Research in our laboratory focuses on elucidating the molecular mechanisms regulating vascular smooth muscle function under normal and diabetic conditions.

A variety of neurotransmitters, hormones and local reagents regulate vascular smooth muscle contraction and relaxation by binding to their respective specific receptors located at the plasma membrane. The force output is produced by the sliding of the myofilaments located in the cytoplasm of smooth muscle cells. One of our goals is to understand, at the molecular and cellular level, how the binding of various neurotransmitters and hormones to their receptors located at the plasma membrane activates and relays the contractile or relaxing signals to the myofilaments located in the cytoplasm. Current projects focus on the rhoA, rho-kinase and phosphatase pathway, and its interaction with the phospholipase A2 and arachidonic acid pathway.

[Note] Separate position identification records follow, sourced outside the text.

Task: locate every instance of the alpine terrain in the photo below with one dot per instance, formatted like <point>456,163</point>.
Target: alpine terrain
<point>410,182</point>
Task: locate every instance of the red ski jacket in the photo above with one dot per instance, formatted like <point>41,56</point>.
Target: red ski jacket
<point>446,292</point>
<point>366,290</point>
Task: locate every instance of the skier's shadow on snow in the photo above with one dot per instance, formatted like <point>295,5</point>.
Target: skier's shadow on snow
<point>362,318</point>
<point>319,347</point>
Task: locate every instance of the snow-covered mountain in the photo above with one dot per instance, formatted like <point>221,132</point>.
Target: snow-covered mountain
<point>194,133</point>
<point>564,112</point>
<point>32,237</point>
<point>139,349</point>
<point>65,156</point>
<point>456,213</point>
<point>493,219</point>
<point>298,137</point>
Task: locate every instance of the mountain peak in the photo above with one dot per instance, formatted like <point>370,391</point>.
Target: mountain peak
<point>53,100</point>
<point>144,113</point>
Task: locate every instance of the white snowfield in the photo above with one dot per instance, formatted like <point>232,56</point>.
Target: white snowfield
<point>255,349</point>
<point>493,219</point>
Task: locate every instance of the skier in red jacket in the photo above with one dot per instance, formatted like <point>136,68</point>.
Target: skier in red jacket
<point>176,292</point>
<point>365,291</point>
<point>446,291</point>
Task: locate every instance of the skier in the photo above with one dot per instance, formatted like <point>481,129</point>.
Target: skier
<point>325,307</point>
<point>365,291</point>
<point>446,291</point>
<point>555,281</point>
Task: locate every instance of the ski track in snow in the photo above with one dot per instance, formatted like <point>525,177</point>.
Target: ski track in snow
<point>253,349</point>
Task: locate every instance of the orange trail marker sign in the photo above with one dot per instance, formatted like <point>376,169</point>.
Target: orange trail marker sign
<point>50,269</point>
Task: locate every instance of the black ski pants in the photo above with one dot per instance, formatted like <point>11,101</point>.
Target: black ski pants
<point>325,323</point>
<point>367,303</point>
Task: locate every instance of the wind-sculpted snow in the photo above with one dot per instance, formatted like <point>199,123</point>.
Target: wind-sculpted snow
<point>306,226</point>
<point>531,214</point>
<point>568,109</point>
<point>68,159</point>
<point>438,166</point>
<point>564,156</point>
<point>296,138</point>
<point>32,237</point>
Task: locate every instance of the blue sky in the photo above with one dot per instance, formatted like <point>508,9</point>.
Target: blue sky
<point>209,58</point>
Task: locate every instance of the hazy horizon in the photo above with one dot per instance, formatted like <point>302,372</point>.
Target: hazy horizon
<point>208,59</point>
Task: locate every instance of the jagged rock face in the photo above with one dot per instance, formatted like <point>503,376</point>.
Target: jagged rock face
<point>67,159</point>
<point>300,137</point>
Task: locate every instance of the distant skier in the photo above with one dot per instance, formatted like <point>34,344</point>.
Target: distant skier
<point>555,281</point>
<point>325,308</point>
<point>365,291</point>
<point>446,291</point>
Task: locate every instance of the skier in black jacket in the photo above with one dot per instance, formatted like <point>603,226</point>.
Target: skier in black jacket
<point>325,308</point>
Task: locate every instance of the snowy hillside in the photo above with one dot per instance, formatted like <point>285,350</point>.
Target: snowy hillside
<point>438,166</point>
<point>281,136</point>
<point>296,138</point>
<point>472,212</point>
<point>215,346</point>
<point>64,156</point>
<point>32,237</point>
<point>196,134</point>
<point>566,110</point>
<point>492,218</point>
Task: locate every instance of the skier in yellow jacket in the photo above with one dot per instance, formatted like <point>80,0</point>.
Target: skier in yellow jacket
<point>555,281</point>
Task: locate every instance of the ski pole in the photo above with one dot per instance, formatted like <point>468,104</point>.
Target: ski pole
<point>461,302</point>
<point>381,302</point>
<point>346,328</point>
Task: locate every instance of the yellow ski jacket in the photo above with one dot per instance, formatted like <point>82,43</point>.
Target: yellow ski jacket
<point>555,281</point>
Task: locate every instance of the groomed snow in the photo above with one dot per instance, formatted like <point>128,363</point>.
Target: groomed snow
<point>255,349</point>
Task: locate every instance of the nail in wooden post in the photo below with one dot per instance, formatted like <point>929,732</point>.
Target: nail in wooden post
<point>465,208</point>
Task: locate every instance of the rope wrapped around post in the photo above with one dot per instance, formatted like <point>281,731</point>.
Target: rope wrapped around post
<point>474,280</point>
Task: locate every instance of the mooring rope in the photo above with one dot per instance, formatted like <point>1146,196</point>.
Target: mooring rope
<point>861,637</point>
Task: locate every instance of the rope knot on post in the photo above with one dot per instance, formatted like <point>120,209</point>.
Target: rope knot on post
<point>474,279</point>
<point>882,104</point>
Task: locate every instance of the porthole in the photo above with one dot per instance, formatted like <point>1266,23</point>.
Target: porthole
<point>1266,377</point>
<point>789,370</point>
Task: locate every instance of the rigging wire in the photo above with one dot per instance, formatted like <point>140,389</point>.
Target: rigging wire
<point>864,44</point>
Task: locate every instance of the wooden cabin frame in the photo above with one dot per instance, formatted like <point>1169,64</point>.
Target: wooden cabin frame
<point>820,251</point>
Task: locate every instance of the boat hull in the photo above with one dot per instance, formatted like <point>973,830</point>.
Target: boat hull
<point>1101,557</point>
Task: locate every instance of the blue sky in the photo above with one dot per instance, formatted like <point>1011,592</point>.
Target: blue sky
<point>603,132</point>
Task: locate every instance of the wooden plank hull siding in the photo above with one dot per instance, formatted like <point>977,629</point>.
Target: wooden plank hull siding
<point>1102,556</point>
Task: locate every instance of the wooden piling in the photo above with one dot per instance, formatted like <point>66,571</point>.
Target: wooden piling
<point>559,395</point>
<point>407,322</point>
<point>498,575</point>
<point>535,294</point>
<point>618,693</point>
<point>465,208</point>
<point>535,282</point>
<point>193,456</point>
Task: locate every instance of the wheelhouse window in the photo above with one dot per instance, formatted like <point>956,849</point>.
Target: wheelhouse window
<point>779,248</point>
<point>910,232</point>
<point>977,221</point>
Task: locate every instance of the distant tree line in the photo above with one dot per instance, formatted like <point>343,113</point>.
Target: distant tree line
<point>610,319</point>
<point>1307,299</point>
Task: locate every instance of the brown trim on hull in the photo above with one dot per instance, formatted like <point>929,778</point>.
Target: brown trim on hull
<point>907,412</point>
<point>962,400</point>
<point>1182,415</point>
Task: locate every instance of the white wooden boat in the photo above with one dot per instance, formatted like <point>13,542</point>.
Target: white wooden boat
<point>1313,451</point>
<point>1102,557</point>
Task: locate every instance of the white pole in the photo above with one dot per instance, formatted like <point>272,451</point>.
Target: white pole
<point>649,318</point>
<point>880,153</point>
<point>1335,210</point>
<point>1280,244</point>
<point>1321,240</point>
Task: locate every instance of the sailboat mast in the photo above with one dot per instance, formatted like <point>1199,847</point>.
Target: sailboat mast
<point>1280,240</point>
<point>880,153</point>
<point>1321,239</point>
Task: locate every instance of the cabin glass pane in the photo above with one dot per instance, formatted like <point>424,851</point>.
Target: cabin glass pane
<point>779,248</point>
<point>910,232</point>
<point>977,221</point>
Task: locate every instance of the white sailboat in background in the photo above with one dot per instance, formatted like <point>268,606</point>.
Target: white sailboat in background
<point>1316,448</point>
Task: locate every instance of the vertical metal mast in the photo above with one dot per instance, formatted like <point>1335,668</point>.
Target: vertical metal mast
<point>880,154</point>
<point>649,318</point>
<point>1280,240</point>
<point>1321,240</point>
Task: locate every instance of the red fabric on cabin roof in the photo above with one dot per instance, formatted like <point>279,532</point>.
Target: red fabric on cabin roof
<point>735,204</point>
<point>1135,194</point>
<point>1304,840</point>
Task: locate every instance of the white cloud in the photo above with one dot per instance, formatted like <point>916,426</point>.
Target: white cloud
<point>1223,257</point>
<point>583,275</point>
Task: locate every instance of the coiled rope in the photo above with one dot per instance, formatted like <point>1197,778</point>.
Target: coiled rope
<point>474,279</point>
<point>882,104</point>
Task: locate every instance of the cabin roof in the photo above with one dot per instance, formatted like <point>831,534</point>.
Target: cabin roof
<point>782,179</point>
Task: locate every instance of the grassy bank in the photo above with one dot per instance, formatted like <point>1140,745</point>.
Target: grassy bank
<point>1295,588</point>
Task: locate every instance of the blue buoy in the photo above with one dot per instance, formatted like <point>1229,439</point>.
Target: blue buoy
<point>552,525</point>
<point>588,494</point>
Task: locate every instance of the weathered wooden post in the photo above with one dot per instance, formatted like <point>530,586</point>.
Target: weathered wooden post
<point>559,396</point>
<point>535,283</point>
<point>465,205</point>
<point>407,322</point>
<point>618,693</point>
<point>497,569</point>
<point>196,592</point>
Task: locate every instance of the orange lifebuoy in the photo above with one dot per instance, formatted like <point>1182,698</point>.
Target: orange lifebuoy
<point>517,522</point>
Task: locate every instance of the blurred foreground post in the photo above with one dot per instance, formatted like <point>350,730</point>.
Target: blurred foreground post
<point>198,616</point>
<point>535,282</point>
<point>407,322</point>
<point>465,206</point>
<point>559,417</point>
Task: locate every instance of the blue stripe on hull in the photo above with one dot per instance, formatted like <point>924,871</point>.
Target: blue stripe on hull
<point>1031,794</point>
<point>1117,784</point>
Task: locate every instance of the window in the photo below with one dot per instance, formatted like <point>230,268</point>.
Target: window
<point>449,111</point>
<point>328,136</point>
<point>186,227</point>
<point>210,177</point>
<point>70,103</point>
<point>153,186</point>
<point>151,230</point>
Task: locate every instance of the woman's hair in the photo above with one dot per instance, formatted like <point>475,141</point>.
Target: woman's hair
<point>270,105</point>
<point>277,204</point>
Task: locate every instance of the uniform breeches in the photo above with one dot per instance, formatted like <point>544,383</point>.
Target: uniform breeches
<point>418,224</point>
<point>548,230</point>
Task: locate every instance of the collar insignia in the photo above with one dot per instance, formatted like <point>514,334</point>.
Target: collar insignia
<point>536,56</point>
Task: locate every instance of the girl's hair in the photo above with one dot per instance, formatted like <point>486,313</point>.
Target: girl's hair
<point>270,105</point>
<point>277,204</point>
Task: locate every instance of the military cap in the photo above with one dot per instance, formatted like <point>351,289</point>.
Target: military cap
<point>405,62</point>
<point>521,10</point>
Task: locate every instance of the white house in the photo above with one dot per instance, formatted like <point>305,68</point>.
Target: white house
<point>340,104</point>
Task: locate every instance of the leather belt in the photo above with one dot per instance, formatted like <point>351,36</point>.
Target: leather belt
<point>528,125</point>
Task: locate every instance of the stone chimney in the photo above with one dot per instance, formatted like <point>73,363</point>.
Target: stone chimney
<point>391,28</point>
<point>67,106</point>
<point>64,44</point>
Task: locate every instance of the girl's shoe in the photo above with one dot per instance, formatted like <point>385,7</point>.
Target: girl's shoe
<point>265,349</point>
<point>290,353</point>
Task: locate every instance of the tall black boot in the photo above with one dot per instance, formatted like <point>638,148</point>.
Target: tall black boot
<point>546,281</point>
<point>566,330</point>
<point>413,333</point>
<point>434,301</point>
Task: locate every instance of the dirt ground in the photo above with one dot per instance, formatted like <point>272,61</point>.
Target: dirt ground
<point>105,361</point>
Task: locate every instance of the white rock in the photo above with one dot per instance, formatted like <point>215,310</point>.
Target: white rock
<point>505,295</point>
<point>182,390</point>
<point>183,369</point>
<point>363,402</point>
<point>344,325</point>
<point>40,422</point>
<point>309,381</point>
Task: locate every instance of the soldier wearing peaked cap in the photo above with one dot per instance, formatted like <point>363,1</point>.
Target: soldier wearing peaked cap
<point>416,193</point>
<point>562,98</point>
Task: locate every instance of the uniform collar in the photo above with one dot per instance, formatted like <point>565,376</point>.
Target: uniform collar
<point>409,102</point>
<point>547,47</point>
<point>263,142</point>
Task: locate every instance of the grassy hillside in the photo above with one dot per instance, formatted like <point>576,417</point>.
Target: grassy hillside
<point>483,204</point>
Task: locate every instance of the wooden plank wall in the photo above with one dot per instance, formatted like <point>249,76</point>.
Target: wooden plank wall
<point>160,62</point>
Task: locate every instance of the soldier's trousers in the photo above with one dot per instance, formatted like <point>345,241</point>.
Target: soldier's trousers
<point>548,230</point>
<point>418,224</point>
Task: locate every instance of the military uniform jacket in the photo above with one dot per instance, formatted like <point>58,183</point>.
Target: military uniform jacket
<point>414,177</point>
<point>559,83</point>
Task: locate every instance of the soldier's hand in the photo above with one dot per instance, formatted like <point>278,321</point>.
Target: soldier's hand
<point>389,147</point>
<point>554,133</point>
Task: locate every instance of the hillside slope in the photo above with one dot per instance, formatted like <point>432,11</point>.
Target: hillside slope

Another major goal of our laboratory is to elucidate the molecular mechanisms responsible for vascular smooth muscle hyperreactivity under diabetic condition. Sixteen million Americans have type II diabetes, and vascular complications are the most common causes of morbidity and mortality in diabetic patients. Disturbances in vascular functionality are detected in early diabetic patients. We and others found that vascular smooth muscle tissue isolated from type II diabetic animals exhibit a significantly increased contractile response to stimuli. The molecular mechanisms that underlie such vascular smooth muscle hyperreactivity are unclear. Currently we are testing the potential causative role of up-regulated prostaglandin H synthase (PGHS, also termed COX) in the vascular smooth muscle hyperreactivity.

State-of-the-art techniques including microarray, real-time PCR, small interference RNA and adenoviral mediated gene transfer are combined with classical physiological and biochemical methods to pursue our goals.